Simple RAG Example

RAG
DeepSeek
LLMs
Claude
Published

January 24, 2025

Simple RAG Example

Retreival Augmented Generation

Thank you Ben Clavié for getting me started on this path.

https://parlance-labs.com/education/rag/ben.html

rag-tree.webp

  • RAG is Retreival Augmented Generation.
  • It just means ‘provide relevant context’
  • It works by
  1. creating an embedding from a prompt
  2. creating embeddings from sections of a document
  3. finding the cosine similarity between the prompt and each section of the document.
  4. providing those most relevant sections of the document to a generative model to generate an answer.

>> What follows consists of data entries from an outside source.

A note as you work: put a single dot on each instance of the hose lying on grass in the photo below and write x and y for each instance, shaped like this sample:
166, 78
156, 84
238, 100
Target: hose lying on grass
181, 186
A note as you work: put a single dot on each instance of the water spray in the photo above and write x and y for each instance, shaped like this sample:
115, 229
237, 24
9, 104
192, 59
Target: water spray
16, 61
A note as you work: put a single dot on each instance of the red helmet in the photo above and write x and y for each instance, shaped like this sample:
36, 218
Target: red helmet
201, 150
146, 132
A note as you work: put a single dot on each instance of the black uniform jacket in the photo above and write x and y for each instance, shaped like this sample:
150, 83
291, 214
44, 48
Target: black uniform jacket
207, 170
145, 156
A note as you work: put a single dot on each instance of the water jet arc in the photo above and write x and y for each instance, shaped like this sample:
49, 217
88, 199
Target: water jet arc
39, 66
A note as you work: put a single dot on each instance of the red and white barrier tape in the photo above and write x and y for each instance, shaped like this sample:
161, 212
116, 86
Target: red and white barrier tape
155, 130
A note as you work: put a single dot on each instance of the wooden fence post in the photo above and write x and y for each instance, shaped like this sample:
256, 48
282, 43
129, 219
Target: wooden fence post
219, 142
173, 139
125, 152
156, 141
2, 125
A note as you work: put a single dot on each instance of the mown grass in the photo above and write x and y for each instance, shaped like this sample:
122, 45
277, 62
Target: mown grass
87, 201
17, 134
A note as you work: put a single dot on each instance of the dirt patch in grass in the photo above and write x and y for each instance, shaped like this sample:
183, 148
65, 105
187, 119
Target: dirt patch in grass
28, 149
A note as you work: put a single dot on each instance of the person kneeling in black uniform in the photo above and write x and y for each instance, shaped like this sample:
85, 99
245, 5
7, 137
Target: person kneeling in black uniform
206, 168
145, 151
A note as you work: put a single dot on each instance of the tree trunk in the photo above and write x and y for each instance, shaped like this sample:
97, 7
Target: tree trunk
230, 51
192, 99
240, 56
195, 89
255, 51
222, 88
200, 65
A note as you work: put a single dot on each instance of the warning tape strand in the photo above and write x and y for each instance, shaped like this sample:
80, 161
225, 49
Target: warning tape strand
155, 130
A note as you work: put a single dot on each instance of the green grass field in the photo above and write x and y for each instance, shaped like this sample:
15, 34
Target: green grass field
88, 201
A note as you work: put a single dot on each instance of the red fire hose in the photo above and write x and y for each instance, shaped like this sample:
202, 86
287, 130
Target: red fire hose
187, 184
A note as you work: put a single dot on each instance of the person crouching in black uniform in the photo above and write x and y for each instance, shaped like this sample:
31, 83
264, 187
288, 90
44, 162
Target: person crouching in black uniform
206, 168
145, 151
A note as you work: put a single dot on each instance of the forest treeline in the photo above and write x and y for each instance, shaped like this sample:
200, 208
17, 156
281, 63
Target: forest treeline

-Once the paragraph with the hightest cosine similarity to the prompt is found, the top 3 sentences are fed into a generative model to generate an answer.

# %pip install -U sentence-transformers
# %pip install wikipedia-api
# %pip install claudette
# %pip install ollama
# !ollama pull deepseek-r1:1.5b
from sentence_transformers import SentenceTransformer
from wikipediaapi import Wikipedia
from claudette import Chat, models
import re
import ollama
import numpy as np

I got the model list from here https://www.sbert.net/docs/sentence_transformer/pretrained_models.html

For a github repo it might be better to choose a code model.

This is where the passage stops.